L’Académie française ne s’oppose pas au principe de la féminisation en tant que tel : ainsi la huitième édition de son Dictionnaire avait-elle donné place à de nombreuses formes féminines correspondant à des noms de métier. Mais elle l’avait fait avec prudence et dans le respect de la morphologie de la langue. Or, si certains noms de métier possèdent une forme féminine bien ancrée dans l’usage et correctement formée, comme c’est le cas pour institutrice, laborantine, écuyère ou chercheuse, certaines formes imposées par la circulaire sur la féminisation, parfois contre le vœu des intéressées, sont contraires aux règles ordinaires de dérivation. Les termes chercheure, professeure, auteure, par exemple, ne sont aucunement justifiés linguistiquement car les masculins en -eur font, en français, leur féminin en -euse ou en -trice (les rares exceptions comme prieure ou supérieure proviennent de comparatifs latins dont les formes féminines et masculines sont semblables).

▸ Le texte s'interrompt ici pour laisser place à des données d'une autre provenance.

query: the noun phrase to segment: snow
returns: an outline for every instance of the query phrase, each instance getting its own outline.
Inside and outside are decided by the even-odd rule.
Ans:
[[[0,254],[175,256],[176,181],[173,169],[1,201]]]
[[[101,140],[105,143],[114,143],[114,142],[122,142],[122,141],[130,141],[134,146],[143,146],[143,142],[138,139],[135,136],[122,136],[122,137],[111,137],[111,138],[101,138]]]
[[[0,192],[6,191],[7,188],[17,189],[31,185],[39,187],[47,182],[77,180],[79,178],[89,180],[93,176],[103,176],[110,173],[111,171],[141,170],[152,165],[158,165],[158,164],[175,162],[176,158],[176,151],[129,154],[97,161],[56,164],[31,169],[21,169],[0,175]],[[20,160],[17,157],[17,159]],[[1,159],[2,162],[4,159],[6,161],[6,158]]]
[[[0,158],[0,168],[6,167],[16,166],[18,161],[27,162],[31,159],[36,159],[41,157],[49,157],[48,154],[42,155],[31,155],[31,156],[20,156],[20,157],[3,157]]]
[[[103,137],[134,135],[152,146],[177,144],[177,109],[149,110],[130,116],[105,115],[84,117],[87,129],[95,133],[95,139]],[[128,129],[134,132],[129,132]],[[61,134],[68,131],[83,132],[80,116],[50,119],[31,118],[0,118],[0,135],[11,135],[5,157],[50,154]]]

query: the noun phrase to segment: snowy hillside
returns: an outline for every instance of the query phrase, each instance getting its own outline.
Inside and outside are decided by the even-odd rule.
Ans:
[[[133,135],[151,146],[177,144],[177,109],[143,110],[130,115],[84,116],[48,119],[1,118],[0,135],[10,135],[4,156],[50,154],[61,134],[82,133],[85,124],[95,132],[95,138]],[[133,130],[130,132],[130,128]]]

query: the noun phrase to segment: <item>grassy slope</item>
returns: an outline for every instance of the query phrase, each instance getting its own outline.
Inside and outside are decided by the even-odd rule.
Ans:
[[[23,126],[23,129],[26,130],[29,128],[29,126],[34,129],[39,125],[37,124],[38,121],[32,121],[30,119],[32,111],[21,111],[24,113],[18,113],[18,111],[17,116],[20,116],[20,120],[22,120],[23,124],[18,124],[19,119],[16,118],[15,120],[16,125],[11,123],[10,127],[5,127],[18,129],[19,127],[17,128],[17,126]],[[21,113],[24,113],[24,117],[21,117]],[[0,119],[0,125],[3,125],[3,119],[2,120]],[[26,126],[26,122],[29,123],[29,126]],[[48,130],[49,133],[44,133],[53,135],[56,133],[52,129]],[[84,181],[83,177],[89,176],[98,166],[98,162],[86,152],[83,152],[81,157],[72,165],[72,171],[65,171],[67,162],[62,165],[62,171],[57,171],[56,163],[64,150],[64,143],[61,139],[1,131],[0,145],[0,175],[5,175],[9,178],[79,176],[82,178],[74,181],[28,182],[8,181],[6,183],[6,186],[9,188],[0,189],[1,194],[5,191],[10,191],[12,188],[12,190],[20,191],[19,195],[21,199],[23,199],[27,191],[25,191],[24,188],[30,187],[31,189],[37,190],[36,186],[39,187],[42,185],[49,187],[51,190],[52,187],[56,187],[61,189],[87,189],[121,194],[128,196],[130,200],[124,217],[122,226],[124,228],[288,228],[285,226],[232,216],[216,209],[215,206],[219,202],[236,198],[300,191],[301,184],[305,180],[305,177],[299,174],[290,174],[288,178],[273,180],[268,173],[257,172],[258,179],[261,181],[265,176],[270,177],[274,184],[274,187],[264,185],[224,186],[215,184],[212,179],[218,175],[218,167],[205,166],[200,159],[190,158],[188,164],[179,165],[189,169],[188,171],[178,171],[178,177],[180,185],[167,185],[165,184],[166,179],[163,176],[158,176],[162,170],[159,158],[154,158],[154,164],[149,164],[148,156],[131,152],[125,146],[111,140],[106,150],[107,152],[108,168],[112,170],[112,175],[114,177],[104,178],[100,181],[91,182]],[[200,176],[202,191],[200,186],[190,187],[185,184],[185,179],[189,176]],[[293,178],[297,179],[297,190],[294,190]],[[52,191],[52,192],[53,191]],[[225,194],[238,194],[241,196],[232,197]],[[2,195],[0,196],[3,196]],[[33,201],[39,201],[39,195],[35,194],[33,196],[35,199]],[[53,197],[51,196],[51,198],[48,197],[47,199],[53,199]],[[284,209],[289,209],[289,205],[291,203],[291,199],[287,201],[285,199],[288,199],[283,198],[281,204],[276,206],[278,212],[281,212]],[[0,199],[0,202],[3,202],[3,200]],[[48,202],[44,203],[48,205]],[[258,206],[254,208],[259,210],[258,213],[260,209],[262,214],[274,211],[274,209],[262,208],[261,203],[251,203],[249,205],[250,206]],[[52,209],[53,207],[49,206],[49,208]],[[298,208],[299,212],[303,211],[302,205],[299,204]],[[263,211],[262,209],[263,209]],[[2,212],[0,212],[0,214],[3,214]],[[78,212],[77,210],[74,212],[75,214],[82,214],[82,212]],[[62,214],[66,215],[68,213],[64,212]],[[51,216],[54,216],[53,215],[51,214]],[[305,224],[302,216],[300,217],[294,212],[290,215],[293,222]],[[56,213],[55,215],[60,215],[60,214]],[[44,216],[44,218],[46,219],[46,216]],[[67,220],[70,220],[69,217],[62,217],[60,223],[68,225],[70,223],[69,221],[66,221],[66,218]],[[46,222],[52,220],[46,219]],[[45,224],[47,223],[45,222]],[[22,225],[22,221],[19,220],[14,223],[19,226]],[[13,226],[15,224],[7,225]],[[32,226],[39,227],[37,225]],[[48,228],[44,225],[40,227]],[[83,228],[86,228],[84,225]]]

En revanche, en ce qui concerne les titres, les grades et les fonctions, au nom de la neutralité institutionnelle et juridique qui leur est attachée, l’Académie française recommande d’éviter, dans tous les cas non consacrés par l’usage, les termes du genre dit « féminin » et de préférer les dénominations de genre non marqué.
Une féminisation autoritaire et systématique pourrait aboutir à de nombreuses incohérences linguistiques. Brusquer et forcer l’usage reviendrait à porter atteinte au génie de la langue française et à ouvrir une période d’incertitude linguistique. C’est ce que l’Académie française a toujours voulu éviter et c’est pourquoi, au nom de l’usage, elle se réserve la possibilité d’enregistrer de nouveaux termes pourvu qu’ils soient bien formés et que leur emploi se soit imposé.
Vous pouvez également consulter sur le site de la D.G.L.F., le rapport de la Commission générale de terminologie et de néologie sur ce sujet.
6 juin 2009 à 12 12 11 06116
Je soutiens entièrement la position de l’Académie. Je suis avocat femme et je lutte pour qu’on ajoute pas un « e » arbitraire dans mon titre. C’est une question de culture linguistique et du respect de la langue.